Am nächsten Tag setzte sich jedoch die Meinung durch, dass die angekündigten Maßnahmen der EZB zumindest kurzfristig sehr positiv für die Börsen sein werden: Folglich konnten Aktien und Anleihen ihre Vortagesverluste mehr als wettmachen. Unternehmensanleihen aus dem Investmentgrade-, aber auch aus dem Hochzinssegment, bauten ihre Kursgewinne vom Vortag sogar noch weiter aus.

Aber die EZB soll ja mit ihrer Politik weniger die Finanzmärkte bei Laune halten, die sowieso immer zwischen Euphorie und Katerstimmung schwanken, sondern vielmehr die wirtschaftlichen und gesamtgesellschaftlichen Folgen ihrer „Experimente“ im Auge behalten.

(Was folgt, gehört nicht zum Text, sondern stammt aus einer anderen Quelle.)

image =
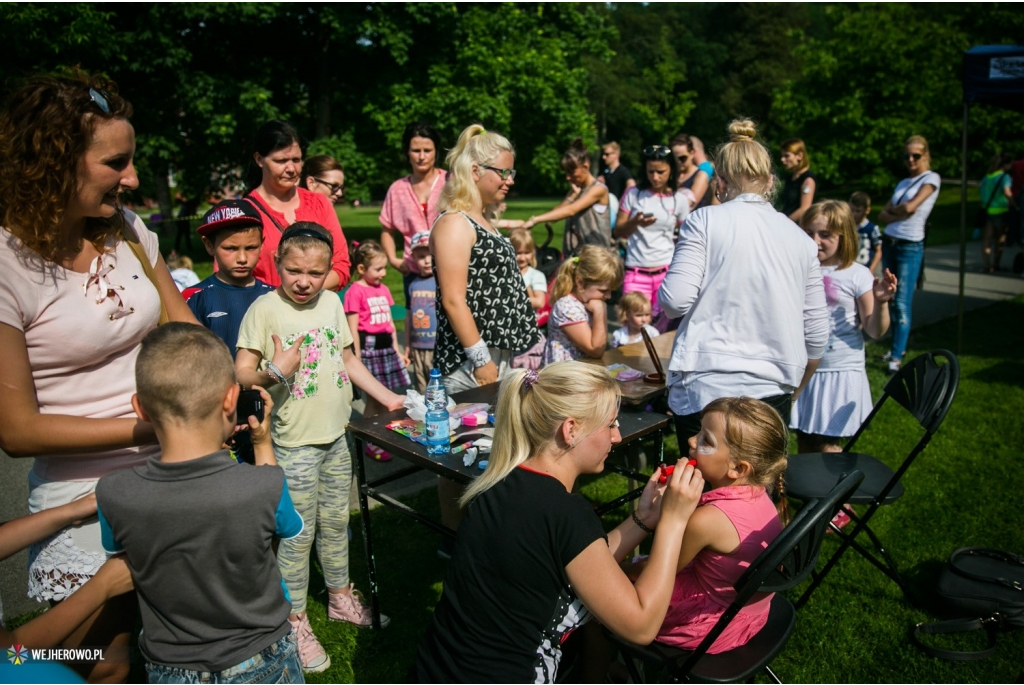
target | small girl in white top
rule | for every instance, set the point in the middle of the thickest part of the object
(634, 312)
(525, 259)
(838, 397)
(649, 216)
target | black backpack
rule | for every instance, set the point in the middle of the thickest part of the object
(977, 589)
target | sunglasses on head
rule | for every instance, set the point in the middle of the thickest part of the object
(656, 153)
(100, 98)
(505, 174)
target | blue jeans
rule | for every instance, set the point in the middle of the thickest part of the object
(904, 260)
(278, 664)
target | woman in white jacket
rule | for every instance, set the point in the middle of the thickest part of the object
(747, 282)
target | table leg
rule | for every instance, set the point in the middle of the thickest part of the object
(368, 546)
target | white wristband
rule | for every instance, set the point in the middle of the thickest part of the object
(478, 354)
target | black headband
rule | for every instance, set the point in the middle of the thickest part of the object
(306, 232)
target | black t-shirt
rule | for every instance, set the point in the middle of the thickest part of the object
(790, 197)
(615, 180)
(507, 602)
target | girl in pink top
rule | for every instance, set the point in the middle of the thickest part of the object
(75, 303)
(740, 452)
(273, 177)
(411, 204)
(368, 306)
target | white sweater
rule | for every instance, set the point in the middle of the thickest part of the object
(748, 283)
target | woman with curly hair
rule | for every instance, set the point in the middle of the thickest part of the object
(76, 301)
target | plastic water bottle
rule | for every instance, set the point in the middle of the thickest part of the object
(438, 433)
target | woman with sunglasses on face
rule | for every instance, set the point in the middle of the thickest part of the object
(411, 204)
(273, 176)
(691, 176)
(903, 242)
(483, 313)
(649, 216)
(585, 208)
(76, 301)
(325, 175)
(748, 283)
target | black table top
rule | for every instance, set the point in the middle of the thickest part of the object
(632, 425)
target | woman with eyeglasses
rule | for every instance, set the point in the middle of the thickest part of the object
(648, 217)
(747, 283)
(411, 203)
(691, 176)
(76, 300)
(798, 190)
(903, 241)
(273, 177)
(585, 209)
(483, 313)
(325, 175)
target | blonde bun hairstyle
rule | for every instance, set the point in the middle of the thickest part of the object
(743, 164)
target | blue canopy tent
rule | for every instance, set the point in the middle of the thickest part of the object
(992, 75)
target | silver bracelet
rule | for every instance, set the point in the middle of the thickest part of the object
(478, 353)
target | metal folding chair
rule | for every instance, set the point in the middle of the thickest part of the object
(785, 563)
(926, 389)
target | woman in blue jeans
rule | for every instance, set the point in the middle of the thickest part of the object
(903, 242)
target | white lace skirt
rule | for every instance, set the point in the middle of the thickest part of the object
(61, 563)
(834, 403)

Hier gilt es vor allem, ihr größtes Kapital, ihre Glaubwürdigkeit und Handlungsfähigkeit, zu erhalten. Hierbei handelt es sich aber nicht nur um ein EZB-spezifisches Problem.

Die FED wagte im Dezember nach sieben Jahren Nullzinspolitik erstmals wieder eine Mini-Zinserhöhung. Das Weltfinanzsystem ist aber offensichtlich immer noch so fragil, dass prompt in den Schwellenländern die Angst umging, die Schuldenlast in US-Dollar nicht mehr tragen zu können.

Die EZB und die „Zombiebanken“

Nachdem die EZB erst relativ spät auf den Zug der „quantitativen Lockerungspolitik“ aufgesprungen ist, hat sie versucht, die verlorene Zeit durch besondere Entschlossenheit wieder hereinzuholen. Bislang ist es ihr aber auch nicht gelungen, Wachstum und Inflationsrate wieder in Schwung zu bringen. Es besteht durchaus die Gefahr, dass sie in nicht allzu ferner Zukunft als ähnlich hilflos wahrgenommen wird wie die Bank von Japan (BoJ). Beide Notenbanken drücken sich bisher vor der nachhaltigen Sanierung ihrer Banken. Wie in Japan hält auch die EZB „Zombiebanken“ (vor allem in Südeuropa) mit geschenktem Geld oder Notfallkrediten am Leben, anstatt sie abzuwickeln. So ist auch das Angebot an die Banken, sich für die Aufnahme von Zentralbankgeld „bezahlen“ zu lassen, nur auf den ersten Blick attraktiv.

Die meisten Banken sind in ihrem Kreditgeschäft eben nicht aufgrund mangelnder Liquidität (sprich Zentralbankgeld) eingeschränkt, sondern durch zu geringe Eigenkapitalquoten. Um hier Abhilfe zu schaffen, müsste die EZB den Banken Eigenkapital zur Verfügung stellen, indem sie sich an Erhöhungen des Aktienkapitals der jeweiligen Institute beteiligt bzw. eigenkapitalähnliche Instrumente von diesen erwirbt.